Un relais des crédits carbone

Ces filières bas carbone permettraient par ailleurs, selon certains experts, de récompenser les véritables bons élèves du climat. Car si le label bas carbone rémunère des réductions d’émissions ou des augmentations de stockage par rapport à un scénario de référence pour l’exploitation, il ne compare pas les fermes par rapport à des seuils nationaux ou locaux. À l’inverse, « les démarches de type filière bas carbone sont intéressantes parce qu’elles prennent en compte le point d’arrivée par rapport à une norme d’émissions », défend Étienne Variot, co-fondateur de la start-up Rize Ag, qui travaille actuellement sur un outil de calcul pour les filières.

Mais tout comme les crédits carbone, la logique de filière possède elle aussi ses limites, prévient Élise Bourmeau chez Greenflex. « Centrer les calculs sur un seul atelier, une seule production, est antinomique de l’agroécologie qui repose plutôt sur la complémentarité, par exemple entre les cultures et l’élevage, ainsi que sur la diversification des cultures, par exemple à sur un assolement à l’échelle de plusieurs exploitations ».

Le ministère envisage bien de son côté les complémentarités entre les deux systèmes. « Dès lors qu’une exploitation a fait sa transition grâce au label bas carbone, il faut ensuite qu’elle puisse valoriser son produit », rappelle-t-on au sein du cabinet de Julien Denormandie.

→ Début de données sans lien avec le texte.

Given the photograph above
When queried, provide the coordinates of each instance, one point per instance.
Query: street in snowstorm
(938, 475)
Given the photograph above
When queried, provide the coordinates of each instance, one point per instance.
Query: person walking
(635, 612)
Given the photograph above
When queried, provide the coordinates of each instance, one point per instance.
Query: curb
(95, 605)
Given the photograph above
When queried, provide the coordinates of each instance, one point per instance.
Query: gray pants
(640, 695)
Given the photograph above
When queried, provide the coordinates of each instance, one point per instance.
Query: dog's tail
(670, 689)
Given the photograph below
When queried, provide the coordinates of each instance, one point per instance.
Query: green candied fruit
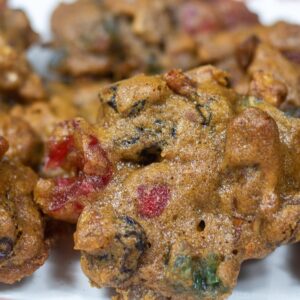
(197, 275)
(249, 101)
(205, 274)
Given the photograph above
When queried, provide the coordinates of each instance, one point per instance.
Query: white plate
(275, 278)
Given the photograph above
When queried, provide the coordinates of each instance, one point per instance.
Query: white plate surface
(274, 278)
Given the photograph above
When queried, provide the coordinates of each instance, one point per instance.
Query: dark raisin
(6, 246)
(137, 108)
(150, 155)
(131, 141)
(246, 50)
(204, 114)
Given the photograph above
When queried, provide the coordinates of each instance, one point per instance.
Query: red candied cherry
(152, 199)
(80, 151)
(197, 18)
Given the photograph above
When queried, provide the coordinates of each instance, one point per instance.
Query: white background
(275, 278)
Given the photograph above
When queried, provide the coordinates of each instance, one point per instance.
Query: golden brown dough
(22, 245)
(187, 179)
(25, 144)
(121, 37)
(79, 99)
(15, 28)
(18, 82)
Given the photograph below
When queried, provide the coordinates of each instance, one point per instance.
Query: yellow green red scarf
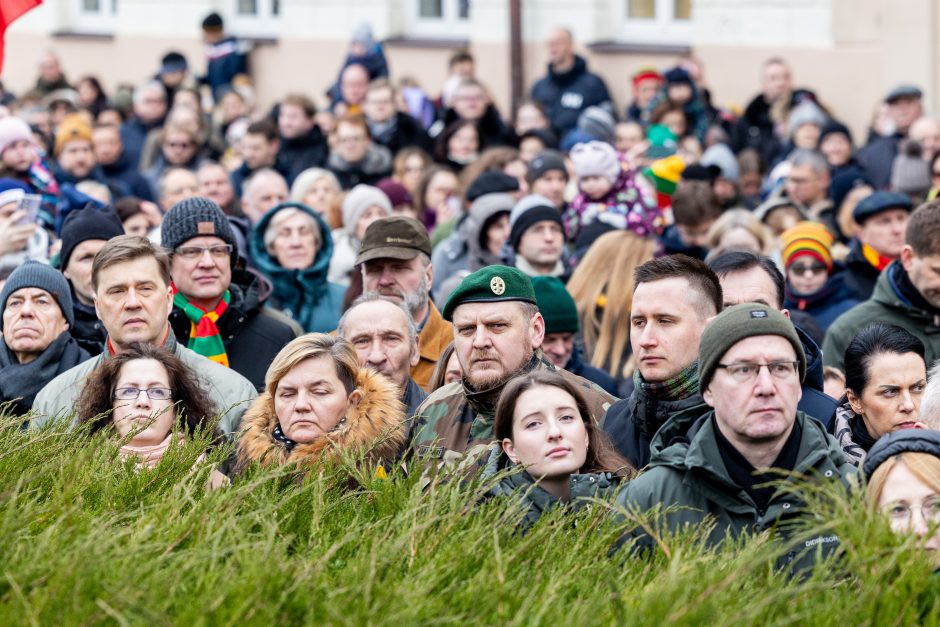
(204, 337)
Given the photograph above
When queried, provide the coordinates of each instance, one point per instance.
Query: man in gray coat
(133, 299)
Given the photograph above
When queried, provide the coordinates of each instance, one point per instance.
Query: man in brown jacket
(395, 257)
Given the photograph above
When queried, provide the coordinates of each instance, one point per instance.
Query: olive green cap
(491, 284)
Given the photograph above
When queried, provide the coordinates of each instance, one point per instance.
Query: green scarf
(204, 336)
(682, 385)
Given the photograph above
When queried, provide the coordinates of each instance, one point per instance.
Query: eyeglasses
(901, 512)
(192, 253)
(746, 372)
(132, 394)
(799, 269)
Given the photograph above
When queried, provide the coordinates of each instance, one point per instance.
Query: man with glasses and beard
(395, 258)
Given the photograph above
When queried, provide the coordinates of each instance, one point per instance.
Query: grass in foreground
(87, 540)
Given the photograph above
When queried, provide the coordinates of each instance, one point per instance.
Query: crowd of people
(674, 304)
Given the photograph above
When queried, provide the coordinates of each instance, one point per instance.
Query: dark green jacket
(535, 499)
(689, 472)
(885, 305)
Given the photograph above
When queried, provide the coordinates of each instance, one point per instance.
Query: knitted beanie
(596, 159)
(738, 323)
(41, 276)
(73, 127)
(13, 129)
(531, 209)
(195, 217)
(87, 224)
(807, 238)
(360, 198)
(556, 305)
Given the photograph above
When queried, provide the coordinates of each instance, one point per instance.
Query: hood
(375, 427)
(266, 263)
(378, 160)
(565, 78)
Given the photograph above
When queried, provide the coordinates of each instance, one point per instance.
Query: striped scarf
(204, 337)
(682, 385)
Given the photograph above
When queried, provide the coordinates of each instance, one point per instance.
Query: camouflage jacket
(456, 419)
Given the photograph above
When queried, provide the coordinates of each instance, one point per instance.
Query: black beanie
(194, 217)
(85, 224)
(528, 211)
(39, 275)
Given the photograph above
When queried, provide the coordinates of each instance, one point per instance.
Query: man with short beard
(395, 257)
(497, 327)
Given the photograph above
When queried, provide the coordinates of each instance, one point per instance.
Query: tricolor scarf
(204, 337)
(875, 258)
(683, 385)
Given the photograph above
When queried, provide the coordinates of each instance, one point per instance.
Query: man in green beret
(497, 332)
(560, 313)
(751, 364)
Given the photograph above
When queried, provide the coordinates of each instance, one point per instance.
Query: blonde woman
(317, 404)
(602, 288)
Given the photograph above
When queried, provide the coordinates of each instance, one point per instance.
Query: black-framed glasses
(132, 394)
(813, 268)
(745, 372)
(192, 253)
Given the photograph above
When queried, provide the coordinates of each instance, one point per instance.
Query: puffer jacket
(375, 427)
(303, 295)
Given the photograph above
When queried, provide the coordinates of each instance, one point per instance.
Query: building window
(441, 19)
(259, 18)
(654, 21)
(92, 16)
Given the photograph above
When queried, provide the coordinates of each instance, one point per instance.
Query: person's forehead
(759, 348)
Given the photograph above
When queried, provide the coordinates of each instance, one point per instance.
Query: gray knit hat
(195, 217)
(41, 276)
(737, 323)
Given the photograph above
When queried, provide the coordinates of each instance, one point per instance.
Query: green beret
(737, 323)
(491, 284)
(556, 305)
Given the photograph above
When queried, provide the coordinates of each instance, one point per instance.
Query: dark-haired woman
(885, 377)
(151, 400)
(543, 426)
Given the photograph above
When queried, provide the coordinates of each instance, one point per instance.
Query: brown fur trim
(376, 427)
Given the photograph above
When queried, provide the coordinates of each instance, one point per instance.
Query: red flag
(9, 11)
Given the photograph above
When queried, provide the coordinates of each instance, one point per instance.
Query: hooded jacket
(304, 295)
(564, 95)
(689, 472)
(376, 426)
(375, 166)
(885, 305)
(860, 275)
(228, 391)
(827, 304)
(252, 333)
(536, 500)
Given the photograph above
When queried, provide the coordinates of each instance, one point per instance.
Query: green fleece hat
(556, 305)
(741, 322)
(488, 285)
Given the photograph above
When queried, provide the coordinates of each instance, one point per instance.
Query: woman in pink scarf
(151, 398)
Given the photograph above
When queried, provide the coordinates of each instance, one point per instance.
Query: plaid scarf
(683, 385)
(204, 337)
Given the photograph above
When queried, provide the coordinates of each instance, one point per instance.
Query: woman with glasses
(815, 284)
(150, 400)
(903, 482)
(885, 377)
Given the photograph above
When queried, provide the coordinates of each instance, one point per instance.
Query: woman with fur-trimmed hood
(318, 403)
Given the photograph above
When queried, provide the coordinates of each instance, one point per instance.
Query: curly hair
(95, 403)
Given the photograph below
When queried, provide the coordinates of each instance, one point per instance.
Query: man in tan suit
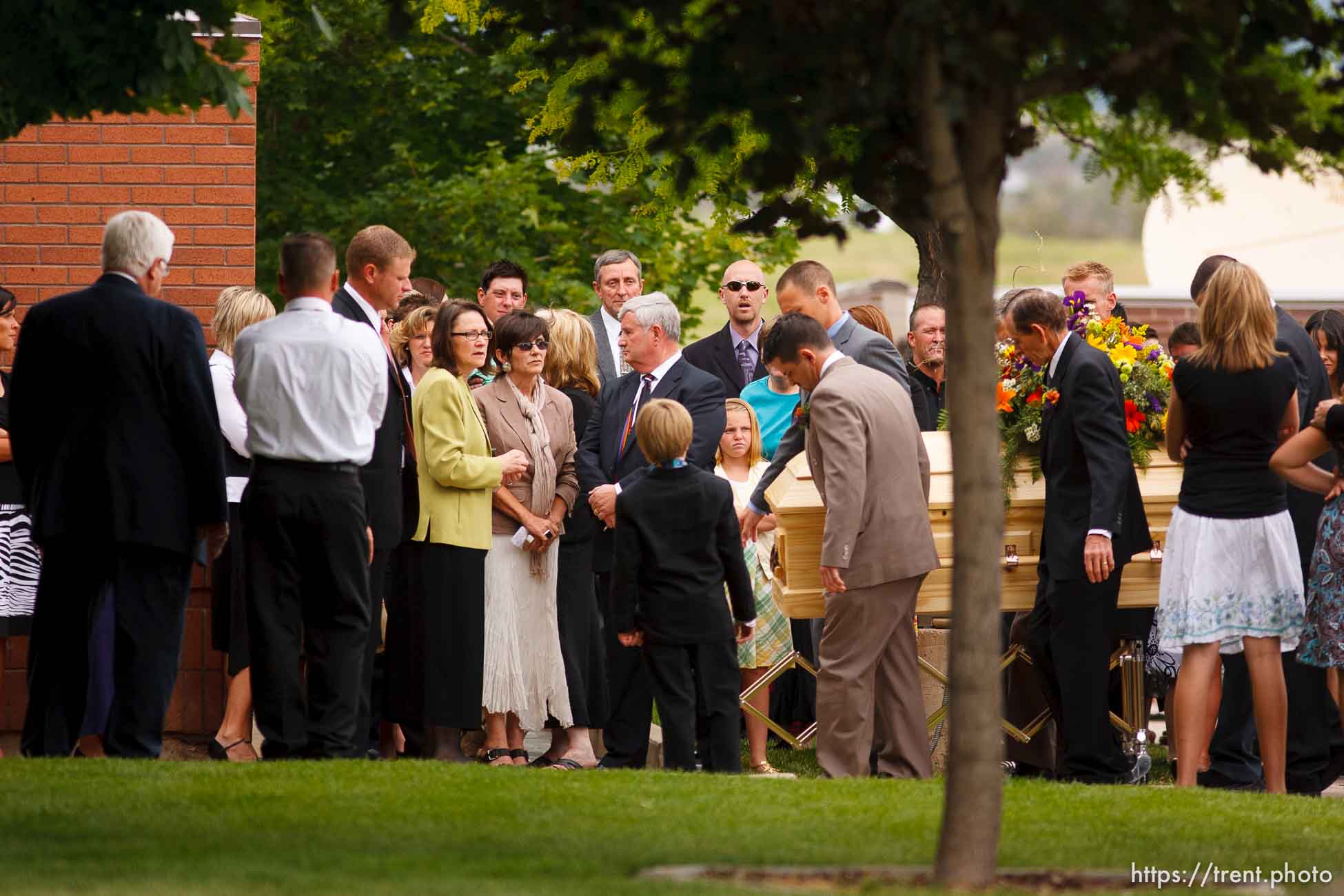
(875, 553)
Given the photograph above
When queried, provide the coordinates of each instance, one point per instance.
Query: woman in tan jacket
(457, 477)
(525, 671)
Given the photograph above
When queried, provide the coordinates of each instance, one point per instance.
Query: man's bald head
(744, 292)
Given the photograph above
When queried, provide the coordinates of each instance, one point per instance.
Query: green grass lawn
(893, 254)
(99, 826)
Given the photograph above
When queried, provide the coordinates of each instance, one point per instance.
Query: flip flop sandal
(566, 764)
(488, 757)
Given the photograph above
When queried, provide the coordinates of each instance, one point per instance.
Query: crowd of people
(436, 525)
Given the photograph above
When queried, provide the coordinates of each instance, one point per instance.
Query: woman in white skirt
(19, 559)
(525, 671)
(1232, 577)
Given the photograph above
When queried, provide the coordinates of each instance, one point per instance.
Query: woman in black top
(19, 559)
(571, 367)
(1232, 578)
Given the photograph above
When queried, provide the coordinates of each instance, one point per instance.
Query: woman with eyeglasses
(525, 671)
(457, 477)
(22, 562)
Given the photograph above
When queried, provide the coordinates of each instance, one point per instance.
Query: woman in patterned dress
(19, 558)
(741, 464)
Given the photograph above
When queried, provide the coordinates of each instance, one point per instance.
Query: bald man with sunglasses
(733, 354)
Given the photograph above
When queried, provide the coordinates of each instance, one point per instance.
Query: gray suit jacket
(870, 349)
(877, 511)
(607, 366)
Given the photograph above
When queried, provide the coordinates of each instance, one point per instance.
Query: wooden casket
(797, 507)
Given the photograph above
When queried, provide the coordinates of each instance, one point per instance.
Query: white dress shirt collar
(1054, 359)
(831, 359)
(365, 307)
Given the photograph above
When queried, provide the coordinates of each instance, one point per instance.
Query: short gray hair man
(615, 257)
(655, 309)
(134, 241)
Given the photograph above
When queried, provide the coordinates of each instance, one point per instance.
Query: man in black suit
(1315, 740)
(733, 354)
(676, 546)
(1094, 525)
(609, 460)
(808, 287)
(378, 270)
(124, 474)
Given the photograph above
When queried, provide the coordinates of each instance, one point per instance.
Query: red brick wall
(61, 183)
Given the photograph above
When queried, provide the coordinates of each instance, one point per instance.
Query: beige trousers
(870, 676)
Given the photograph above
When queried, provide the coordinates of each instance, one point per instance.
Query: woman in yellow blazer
(456, 476)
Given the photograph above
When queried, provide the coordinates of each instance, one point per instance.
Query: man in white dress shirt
(618, 277)
(307, 532)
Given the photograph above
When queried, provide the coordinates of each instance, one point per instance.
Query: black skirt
(227, 598)
(448, 597)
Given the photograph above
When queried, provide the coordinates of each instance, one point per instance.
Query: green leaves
(70, 58)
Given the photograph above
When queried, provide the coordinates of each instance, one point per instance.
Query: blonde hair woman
(741, 462)
(411, 344)
(571, 369)
(236, 309)
(1232, 578)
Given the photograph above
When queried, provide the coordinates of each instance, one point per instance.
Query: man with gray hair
(124, 474)
(618, 276)
(609, 458)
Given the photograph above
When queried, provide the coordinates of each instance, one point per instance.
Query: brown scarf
(543, 461)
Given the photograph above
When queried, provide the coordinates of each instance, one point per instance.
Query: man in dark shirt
(928, 339)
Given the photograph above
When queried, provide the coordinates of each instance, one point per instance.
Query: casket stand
(797, 577)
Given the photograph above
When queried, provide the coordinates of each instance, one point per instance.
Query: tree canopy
(428, 133)
(72, 58)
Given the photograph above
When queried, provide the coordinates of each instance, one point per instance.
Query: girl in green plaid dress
(741, 464)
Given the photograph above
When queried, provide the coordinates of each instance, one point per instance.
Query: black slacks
(686, 676)
(580, 620)
(1070, 637)
(449, 595)
(307, 555)
(366, 735)
(148, 591)
(627, 731)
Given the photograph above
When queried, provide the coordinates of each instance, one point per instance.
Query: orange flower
(1133, 417)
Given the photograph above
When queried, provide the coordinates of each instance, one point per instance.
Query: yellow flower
(1124, 352)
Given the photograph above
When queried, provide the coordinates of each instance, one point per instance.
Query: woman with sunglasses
(525, 669)
(457, 476)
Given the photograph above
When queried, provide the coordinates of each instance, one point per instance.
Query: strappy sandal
(488, 757)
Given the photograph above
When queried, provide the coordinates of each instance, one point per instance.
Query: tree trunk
(966, 168)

Les primes pourraient dans cette logique prendre le relais de la vente de crédits, dont les projets sont prévus pour durer cinq ans.

Principal point d’attention de la rue de Varenne : le carbone devra bien être un atout supplémentaire du produit, et non une exigence de base des acheteurs. « À terme, le bas-carbone ne devra pas être intégré dans le prix, mais faire l’objet d’une valorisation dans la chaîne de valeur », prévient l’entourage du ministre.